Otmar Blaser is a contemporary German artist. In 1967 he studied at the Werkkunstschule with Prof. Holweck. In 1968 he traveled through Europe, the Middle East, Canada and America. From 1970-1976 he studied at the University of the Arts in Berlin. In 1975 he was a master's student with Professor Bachmann, in 1976 he was an assistant to Professor Kapitsky at the Institute of Visual Communication and Design. In 1977 he was a lecturer at the Volkshochschule Berlin-Neukölln, collaborating freelance with the Theatertreffen Berlin.


Ernest-Stanislas Blanc-Garin was a Belgian portrait and landscape painter. He came to Brussels in 1863 and became a student of Jean-François Portaels. After that he went to Paris and joined the studio of Alexandre Cabanel, became a student of the Ecole des Beaux-Arts. He took part in the 1867 Prix de Rome competition (“The Murder of Laïus by Oedipus”) and received an honorable mention at this competition in 1868. After a stay in Italy, he settled permanently in Brussels in 1871 and opened a private painting academy. In 1891 he became one of the founding members of the Société des Beaux-Arts de Bruxelles.


Francois Boisrond is a contemporary French painter. He studied from 1977 to 1980 at the National School of decorative Arts. In 1981 he became involved in the Free Figuration movement. Inspired by visual products (advertising products, posters, stickers, video games etc.), cartoon characters, and by using acrylic paint, Francois Boisrond’s works are colourful, figurative and enigmatic, and his simplified shapes are often outlined in black. He portrays mainly characters, frequently symbolic in everyday situations, but he also depicts urban, maritime or rural landscapes. Besides this Boisrond creates humanitarian and publicity posters. Since the 1990’s the artist has become interested in an imaginary public and the everyday life that invades each and every one of us.

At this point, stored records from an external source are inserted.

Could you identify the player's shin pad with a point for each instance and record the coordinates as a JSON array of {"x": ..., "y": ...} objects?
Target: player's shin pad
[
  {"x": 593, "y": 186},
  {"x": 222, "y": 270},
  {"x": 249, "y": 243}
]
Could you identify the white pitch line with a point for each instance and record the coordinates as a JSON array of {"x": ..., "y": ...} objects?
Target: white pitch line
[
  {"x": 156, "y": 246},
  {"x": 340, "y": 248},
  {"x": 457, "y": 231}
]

William Joseph Julius Caesar Bond was a British landscape painter.
Influenced by the Pre-Raphaelites in the 1850s, Bond began exhibiting at the Liverpool Academy and was elected associate in 1856 and full member in 1859.

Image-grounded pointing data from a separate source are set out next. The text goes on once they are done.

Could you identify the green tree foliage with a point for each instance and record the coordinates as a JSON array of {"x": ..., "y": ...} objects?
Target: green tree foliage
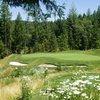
[
  {"x": 19, "y": 35},
  {"x": 76, "y": 32},
  {"x": 5, "y": 26}
]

Johannes Bosboom was a Dutch painter and watercolorist of the Hague School, known especially for his paintings of church interiors. At the age of 14 he became a student of Bartholomeus van Hove and painted in his studio along with Van Hove's son Hubertus van Hove. Together they worked on the pieces of scenery that Van Hove created for the Royal Theatre in The Hague. The young Bosboom traveled to Germany in 1835 to Düsseldorf, Cologne and Koblenz and painted the watercolor View of the Mosel Bridge at Koblenz. In 1839 he traveled to Paris and Rouen and received a silver medal for View of the Paris Quay and the Cathedral at Rouen. He also painted a number of church interiors, a relatively traditional genre. Bosboom had a great deal of success with these pieces, and for the rest of his career he would repeatedly return to this theme, which was the one in which he would achieve his greatest fame. Bosboom's choice of subject matter may seem to isolate him from the rest of the Hague School, but his search for ways to reproduce the spatial atmosphere through light, shadow, and nuances of color places him in the very mainstream of this group. In 1873, during a stay in Scheveningen, he painted many watercolors of town views, the dunes, the beach and the sea.

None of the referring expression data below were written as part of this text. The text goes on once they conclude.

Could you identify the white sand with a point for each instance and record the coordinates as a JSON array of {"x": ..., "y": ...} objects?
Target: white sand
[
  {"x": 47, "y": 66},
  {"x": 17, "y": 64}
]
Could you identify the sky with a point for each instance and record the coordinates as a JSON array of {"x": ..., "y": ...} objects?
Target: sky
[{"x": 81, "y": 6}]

Herbert Böttger was a German artist. He is considered one of the most important representatives of magical realism in Germany. He studied painting at the Dusseldorf Academy of Art.
Herbert Böttger was a member of the Rhine Secession, was awarded the Prussian State Prize and received the Albrecht Dürer Prize from the city of Nuremberg.
Böttger's paintings are characterised by the composition of the old masters and a photorealistic painting style, but at the same time seem surreal because of their exaggerated realism.